For years, the AI industry has treated scaling laws as an empirical fact: double the parameters, double the data, and the loss drops in a clean power law. Everyone knew it worked, but nobody could convincingly explain why. That has just changed. A paper presented at NeurIPS 2025 by MIT researchers pins the mechanism down to a phenomenon called superposition, and the result is as elegant as it is consequential.
The core insight is simple. A language model's internal representation space has a fixed width—say, a few thousand dimensions. The number of distinct concepts it must represent, from individual tokens to abstract semantic features, runs into the tens of thousands. In a naive system, that math doesn't add up: you can only fit three orthogonal vectors in three dimensions before they start interfering. Real LLMs get around this by packing many concepts into the same dimensions, allowing their vector representations to overlap slightly. That overlap is superposition.
The MIT team, led by Yizhou Liu, Ziming Liu, and Jeff Gore, tested two competing regimes. In weak superposition, only the most common concepts get cleanly represented while rare ones are dropped. That regime produces a power law only if the training data itself follows a power-law distribution—a fragile coincidence. In strong superposition, the model stores every concept by letting its vector overlap with others, trading clean separation for completeness. The error then comes from the noise of overlapping representations, and it decays as 1/m, where m is the model's width. No special data distribution needed.
When the researchers examined real open-source models like OPT, GPT-2, Qwen2.5, and Pythia—from 100 million to 70 billion parameters—every single one operated in the strong superposition regime. The measured scaling exponent, 0.91, closely matches the theoretical 1/m prediction. DeepMind's Chinchilla data aligns at 0.88. The empirical scaling law that has driven the entire LLM race is not a lucky accident of data distribution; it is a direct consequence of how these models geometrically organize meaning.
For builders, this has concrete implications. First, scaling has a natural bound: when model width matches the vocabulary size, there is enough room to represent each token without overlap, and the error from superposition vanishes. The power law breaks at that point. Second, in domains where concept frequencies are extremely skewed—think scientific literature with rare but critical terms—you might see steeper scaling curves than in natural language. That is a practical lever for specialized models. Third, architectures that encourage tighter packing, like Nvidia's nGPT which normalizes vectors onto a unit sphere, should yield better performance at the same parameter count.

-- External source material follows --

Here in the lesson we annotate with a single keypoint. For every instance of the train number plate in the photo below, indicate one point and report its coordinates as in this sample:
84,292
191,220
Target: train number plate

There is a serious catch, however. The more densely concepts are superimposed, the harder it becomes to disentangle them. Mechanistic interpretability researchers already struggle to trace model internals; strong superposition makes that job exponentially harder. This is not an academic concern. If we cannot reliably inspect what a model is doing, we cannot guarantee its safety. The MIT paper gives us a mechanistic understanding of why scaling works, but it also hands the alignment community a clearer target: we need new methods that can reverse superposition and isolate individual features.
My take is straightforward. This paper is the most important theoretical result about LLMs since the original scaling laws paper itself. It transforms scaling from a brute-force empirical observation into a consequence of geometry. That matters because it tells us where the ceiling is, how to get there faster, and what we lose along the way. The next generation of model design should treat superposition as a first-class architectural principle, not a bug to be ignored. But the price of that density is interpretability, and we had better start paying it now.